= Marc LeBlanc =

Video game designer

Marc "Mahk" LeBlanc is an educator and designer of video games.

LeBlanc attended MIT where he received a B.S. and M.S. in Computer Science.

Through his work with Looking Glass Studios, LeBlanc contributed to a number of important video game titles including Ultima Underworld II, System Shock, Flight Unlimited, Terra Nova, and Thief.

After Looking Glass, LeBlanc went to work for Sega, developing artificial intelligence for the Visual Concepts line of sports games. In 2003, LeBlanc went to work for Mind Control Software, where, with Andrew Leker, he co-developed Oasis, which won an Independent Games Festival award. In addition, LeBlanc has participated in a number of Indie Game Jams.

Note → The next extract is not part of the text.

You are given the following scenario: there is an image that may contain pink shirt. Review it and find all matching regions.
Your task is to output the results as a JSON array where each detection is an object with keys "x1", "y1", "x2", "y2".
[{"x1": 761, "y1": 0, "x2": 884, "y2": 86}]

LeBlanc has led a number of Game Design Tuning Workshops at the Game Developers Conference, where he explores his theories on game design, specifically the Mechanics/Dynamics/Aesthetics (MDA) framework. MDA is based in part on the Formal Abstract Design Tools for games discussion initiated by Doug Church. LeBlanc runs a site, 8kindsoffun.com, including the MDA work and his breakdown of "fun" for game design.

==8 Kinds of Fun==
In his work on 8 kinds of fun, LeBlanc explains that when describing fun people should steer away from vague words such as "gameplay" and "fun". Instead he suggests that a more direct vocabulary should be used. This includes but is not limited to the taxonomy listed below:

1. Sensation: Game as sense-pleasure. Games that evoke emotion in the player, be it through sound, visuals, controller rumble or physical effort. Examples: Dead Space, Dance Dance Revolution, Candy Crush Saga
2. Fantasy: Game as make-believe. Game as a means to take the player to another world. Some call it escapism. Examples: Final Fantasy, Nier: Automata, The Legend of Zelda
3. Narrative: Game as drama. Game as a means to tell a story or narrative to the player. Examples: The Walking Dead, Persona 3, Dear Esther
4. Challenge: Game as obstacle course. Games that provide the player(s) with highly competitive value or with increasingly difficult challenges. Examples: Dark Souls, Tetris, X-COM
5. Fellowship: Game as social framework. Games that have social interactions as its core or as a big feature. Examples: Mario Kart, Destiny, World of Warcraft
6. Discovery: Game as uncharted territory. Games in which the player explores a world. Examples: Uncharted, Tomb Raider, Assassin's Creed
7. Expression: Game as self-discovery. Games that allow for self-expression from the player through gameplay. Examples: Minecraft, Garry's Mod, Roblox
8. Submission: Game as pastime. Games that have "farming" or "grinding" as a core element. Examples: FarmVille, Hyperdimension Neptunia, Disgaea

A game does not need to have only one of the above, nor all of them. Just because these are different kinds of fun does not mean that everyone finds all eight of these things fun at all. Not only do different games provide different combinations and relative quantities of the various kinds of fun, but different players find different combinations more or less fun than others.